A common issue faced in Citrix and virtual desktop infrastructures is session disconnects. When a user is in the middle of their work, a session can get disconnected and it can be very frustrating. This can also lead to productive work being lost, because even if the user connects back to the server farm, he/she may be logged into another server or desktop. Session disconnects can be caused by poor network connectivity between the user and the server farm (e.g., lossy wireless networks) or by glitches in the server farm. Session management and connection handling are closely coupled in Citrix/VDI, and the TCP connection between a client and a server must remain on while the session is in progress. If a network error happens for a short while, it will result in the TCP connection being dropped and the session being disconnected. Users will have to connect back to the Citrix/VDI farm again when this happens. There are techniques like Session Reliability (aka Common Gateway Protocol – see http://blogs.citrix.com/2013/01/23/session-reliability/) that are intended to alleviate this condition, but this feature is not always enabled. Session terminations because of unexpected errors on the Citrix servers/virtual desktops also affect the user experience. Such situations also need to be detected and corrected at the earliest.

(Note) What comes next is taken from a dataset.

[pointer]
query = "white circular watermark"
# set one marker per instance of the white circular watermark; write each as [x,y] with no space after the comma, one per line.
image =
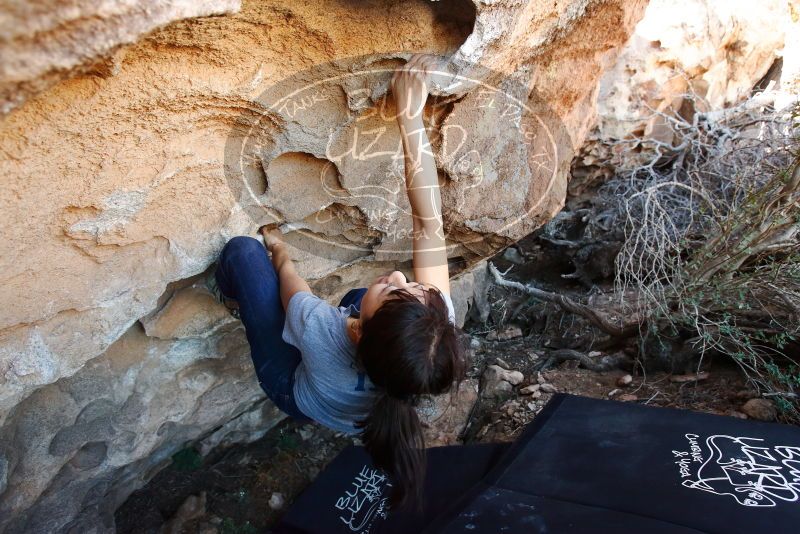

“My application crashes randomly” Applications may also crash as a user is performing their work. Repeated crashes of course negatively affect the user experience.
Have we missed any typical Citrix/VDI user issues? Please comment below, or send your suggestions to email@example.com and we’ll include them in an addendum.
For our next article in this series, we’ll step through the primary available methods for monitoring the Citrix/VDI user experience, and the advantages/disadvantages of each.
The performance of virtual desktops depend on many factors – the connection broker that manages user sessions, the virtualization platform on which the desktops are hosted, the storage tier supporting the virtual desktops, the provisioning servers that stream the desktop operating system, the enterprise applications being accessed by users, the virtual desktops themselves and the user’s terminals and their connections to the data center where the virtual desktops are hosted. Virtual desktop administrators have complete control over the connection brokers, virtualization platform, provisioning servers, and storage, but they do not often have visibility into or control over the network connectivity from a user’s terminal to the virtual desktop or the applications running inside the virtual desktop.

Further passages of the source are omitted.